Many people have said that while we’ve all been in the same storm with COVID, we’ve been in our own boats. People have had very different experiences during the past year, based on their gender, race, geographic location and more.
Today Statistics Canada released a report about the social and economic impacts of COVID, which includes some disaggregated data. Some of the findings aren’t surprising:
- In Montreal and Toronto, mortality rates are higher in areas with greater concentrations of Black Canadians
- Indigenous groups are experiencing greater health impacts
I wish these findings were written with an equity lens. Systemic racism, colonization, poverty, income inequality, employment precarity, access to clean water and adequate housing are all connected to who was hit hardest by COVID. Naming these factors means that we need to own that our current systems and policies are not working for everyone. It means that we need to take responsibility for advocating for change.
I’m glad that we’re starting to see disaggregated data in Canada, so that we have data to better understand systemic inequality and so that we can make better policy to change this.
Still, I want so much more. I want to see data presented in an intersectional manner. I suspect COVID has hit women of colour hardest, especially Filipino, South Asian and Black women who work in health care. Without quantitative data it’s hard to do a systems level analysis to understand who is most impacted.
The “Not a visible minority” category includes persons who gave a mark-in response of “White” only; persons who gave mark-in responses of “White and Latin American”, “White and Arab” or “White and West Asian” only; persons who gave a mark-in response of Latin American, Arab, or West Asian only, along with a European write-in response; and persons with no mark-in response who gave a write-in response that is not classified as a visible minority. As indicated previously, this category also includes Aboriginal persons.

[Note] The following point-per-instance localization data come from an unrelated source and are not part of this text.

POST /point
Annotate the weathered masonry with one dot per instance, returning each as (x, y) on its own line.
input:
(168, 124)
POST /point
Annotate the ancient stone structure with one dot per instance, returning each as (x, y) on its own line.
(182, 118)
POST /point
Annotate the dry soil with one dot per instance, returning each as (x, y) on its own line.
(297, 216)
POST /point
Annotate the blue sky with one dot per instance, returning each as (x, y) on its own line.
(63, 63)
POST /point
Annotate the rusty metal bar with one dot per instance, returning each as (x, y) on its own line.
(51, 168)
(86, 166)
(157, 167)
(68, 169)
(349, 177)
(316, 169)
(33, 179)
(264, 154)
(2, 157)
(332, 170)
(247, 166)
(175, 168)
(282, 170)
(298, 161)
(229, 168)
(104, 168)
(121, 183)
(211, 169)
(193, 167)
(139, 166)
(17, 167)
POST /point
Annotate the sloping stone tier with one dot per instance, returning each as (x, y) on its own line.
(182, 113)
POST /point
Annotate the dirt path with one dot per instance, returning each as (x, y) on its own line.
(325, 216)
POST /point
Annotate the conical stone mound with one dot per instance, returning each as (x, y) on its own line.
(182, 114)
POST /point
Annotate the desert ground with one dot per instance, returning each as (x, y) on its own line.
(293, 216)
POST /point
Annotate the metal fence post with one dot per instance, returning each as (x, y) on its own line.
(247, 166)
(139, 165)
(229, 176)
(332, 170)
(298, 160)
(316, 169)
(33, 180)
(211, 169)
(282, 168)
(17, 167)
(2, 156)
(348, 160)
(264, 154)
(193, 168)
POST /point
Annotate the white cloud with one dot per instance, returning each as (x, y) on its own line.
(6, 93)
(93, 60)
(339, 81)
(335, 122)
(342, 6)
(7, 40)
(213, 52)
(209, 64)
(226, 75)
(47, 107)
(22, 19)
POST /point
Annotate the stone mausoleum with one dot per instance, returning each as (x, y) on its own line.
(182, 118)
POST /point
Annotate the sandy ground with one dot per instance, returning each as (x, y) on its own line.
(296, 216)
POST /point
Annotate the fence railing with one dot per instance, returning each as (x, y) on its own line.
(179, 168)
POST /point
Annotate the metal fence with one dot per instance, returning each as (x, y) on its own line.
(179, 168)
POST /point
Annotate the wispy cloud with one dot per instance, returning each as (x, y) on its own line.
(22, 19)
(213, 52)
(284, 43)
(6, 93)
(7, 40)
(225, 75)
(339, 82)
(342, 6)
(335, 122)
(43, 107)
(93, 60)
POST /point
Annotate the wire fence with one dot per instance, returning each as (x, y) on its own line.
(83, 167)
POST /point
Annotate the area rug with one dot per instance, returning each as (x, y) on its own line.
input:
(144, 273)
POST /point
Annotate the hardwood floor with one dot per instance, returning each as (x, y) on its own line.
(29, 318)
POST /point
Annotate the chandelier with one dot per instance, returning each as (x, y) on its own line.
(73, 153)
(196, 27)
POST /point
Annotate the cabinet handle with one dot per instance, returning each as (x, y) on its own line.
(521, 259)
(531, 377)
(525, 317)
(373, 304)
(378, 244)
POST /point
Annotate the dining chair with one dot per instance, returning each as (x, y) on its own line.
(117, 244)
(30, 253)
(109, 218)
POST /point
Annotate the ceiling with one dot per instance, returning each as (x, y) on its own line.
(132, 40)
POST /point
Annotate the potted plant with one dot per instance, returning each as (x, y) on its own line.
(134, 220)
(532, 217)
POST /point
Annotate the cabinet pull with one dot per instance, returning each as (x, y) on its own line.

This definition is super confusing.
I want this data presented in an accessible way. This horizontal bar graph graphs race categories, citizenship categories, educational achievement categories, age group categories, and sex categories together. From a methodology perspective I find this very confusing. This graph doesn’t have alt text, so it excludes screenreader users. There’s a data table below this graph is accessible, but the graph isn’t. I don’t think this meets the standards in the Accessible Canada Act, which is especially disappointing from a federal government department.
I want to see more data along other dimensions of diversity, especially disability and sexuality. From listening to people around me, I know that COVID has impacted people with disabilities harder than people without disabilities. I wonder if queer and trans people have been impacted in a different way too? Without data we don’t really know, and more importantly we continue to develop policies that don’t account for systemic ableism and hetrerosexism.
Finally, I want to rethink the race categories in Canada to use language that is respectful and reflects the ways that communities talk about themselves. I’m a mixed race person. My mom in Japanese-Canadian and my dad is white, of Scottish and Irish ancestry. I’m a woman of colour. I hate the phrase visible minority as it centers whiteness and is colonial. I know this isn’t easy for so many reasons and it makes it harder to map historical trends.
If you care about how data can be used in ethical ways to highlight inequality and as a tool for systemic change, check out The BC Office of the Human Rights Commissioner’s report on Disaggregated demographic data collection in British Columbia: The grandmother perspective. The phrase “the grandmother perspective” came from Gwen Phillips of the Ktunaxa Nation, who is a BC First Nations Data Governance Initiative Champion. This phrase speaks to the importance of relationship. Disaggregated data is a tool to help us move towards equality and justice. She says, “we are not measuring race, we are measuring racism. Racism is a systems failure; that must be made clear when talking about race-based data.”